Jackson went on to say that if you’re describing a person’s efficacy in an organization and put it on a scale of 100 percent … 10 percent would come from the person’s education; 20 percent would come from previous experiences.
“But 70 percent of an individual’s efficacy on a job or in an organization stems from the way that they make connections with other people. How they engage effectively, and we typically engage one another emotionally, so emotional intelligence is not a soft skill. It is an essential skill and it commonly overlooked and overshadowed by what individuals can do cognitively.”

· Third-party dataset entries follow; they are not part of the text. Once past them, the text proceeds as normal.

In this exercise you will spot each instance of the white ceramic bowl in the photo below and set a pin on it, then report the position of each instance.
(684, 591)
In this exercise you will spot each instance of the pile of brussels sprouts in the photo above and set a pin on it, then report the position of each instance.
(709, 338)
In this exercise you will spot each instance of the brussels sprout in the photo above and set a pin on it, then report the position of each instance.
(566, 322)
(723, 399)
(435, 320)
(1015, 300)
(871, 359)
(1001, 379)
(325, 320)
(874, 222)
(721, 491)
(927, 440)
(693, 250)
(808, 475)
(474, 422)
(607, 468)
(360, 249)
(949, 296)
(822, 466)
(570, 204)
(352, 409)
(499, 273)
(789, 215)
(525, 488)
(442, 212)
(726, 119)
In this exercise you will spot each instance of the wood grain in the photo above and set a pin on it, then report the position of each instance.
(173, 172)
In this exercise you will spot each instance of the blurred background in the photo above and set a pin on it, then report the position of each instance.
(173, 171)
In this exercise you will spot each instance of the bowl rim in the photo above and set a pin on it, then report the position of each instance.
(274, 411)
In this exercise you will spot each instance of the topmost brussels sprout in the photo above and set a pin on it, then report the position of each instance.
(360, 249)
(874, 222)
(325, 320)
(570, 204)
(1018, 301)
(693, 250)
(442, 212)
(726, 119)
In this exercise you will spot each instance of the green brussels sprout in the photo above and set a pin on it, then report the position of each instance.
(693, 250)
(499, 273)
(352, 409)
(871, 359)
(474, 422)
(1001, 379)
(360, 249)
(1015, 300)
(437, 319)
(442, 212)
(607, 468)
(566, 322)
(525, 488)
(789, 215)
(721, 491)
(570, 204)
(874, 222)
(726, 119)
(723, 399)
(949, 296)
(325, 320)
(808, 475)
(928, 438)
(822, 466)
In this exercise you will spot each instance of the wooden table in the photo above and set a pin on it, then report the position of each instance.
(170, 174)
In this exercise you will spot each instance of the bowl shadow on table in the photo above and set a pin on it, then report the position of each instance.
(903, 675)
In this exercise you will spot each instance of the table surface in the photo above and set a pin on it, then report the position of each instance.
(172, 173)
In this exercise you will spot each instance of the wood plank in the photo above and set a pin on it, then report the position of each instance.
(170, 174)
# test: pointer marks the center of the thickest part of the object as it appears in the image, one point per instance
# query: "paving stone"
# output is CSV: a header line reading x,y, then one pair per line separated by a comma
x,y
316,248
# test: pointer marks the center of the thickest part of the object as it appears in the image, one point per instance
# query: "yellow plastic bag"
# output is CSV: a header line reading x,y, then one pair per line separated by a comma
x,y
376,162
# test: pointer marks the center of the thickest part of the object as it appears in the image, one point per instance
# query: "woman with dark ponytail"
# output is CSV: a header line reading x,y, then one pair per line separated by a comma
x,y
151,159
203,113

Jackson describes what he does as “empowering talent for battle,” saying he sees working on the frontlines in health care as literally going to battle because nurses are dealing with a lot. That includes managing care for their patients; needing to have difficult conversations with patients’ families; and making sure they’re able to deal with all the pressure of the job, so they can continue handling the workload.
“On one side of the line, you have the health-care [workers] and they are fighting off, warding off sickness and death,” Jackson says. “On the opposite side of that line, that is exactly what you have … the presence of sickness and death and if those individuals are not frequently replenished … we just end recycling individuals and creating a conveyor belt, per se, of new employees. They need to be replenished in their ability to remain resilient and stay.”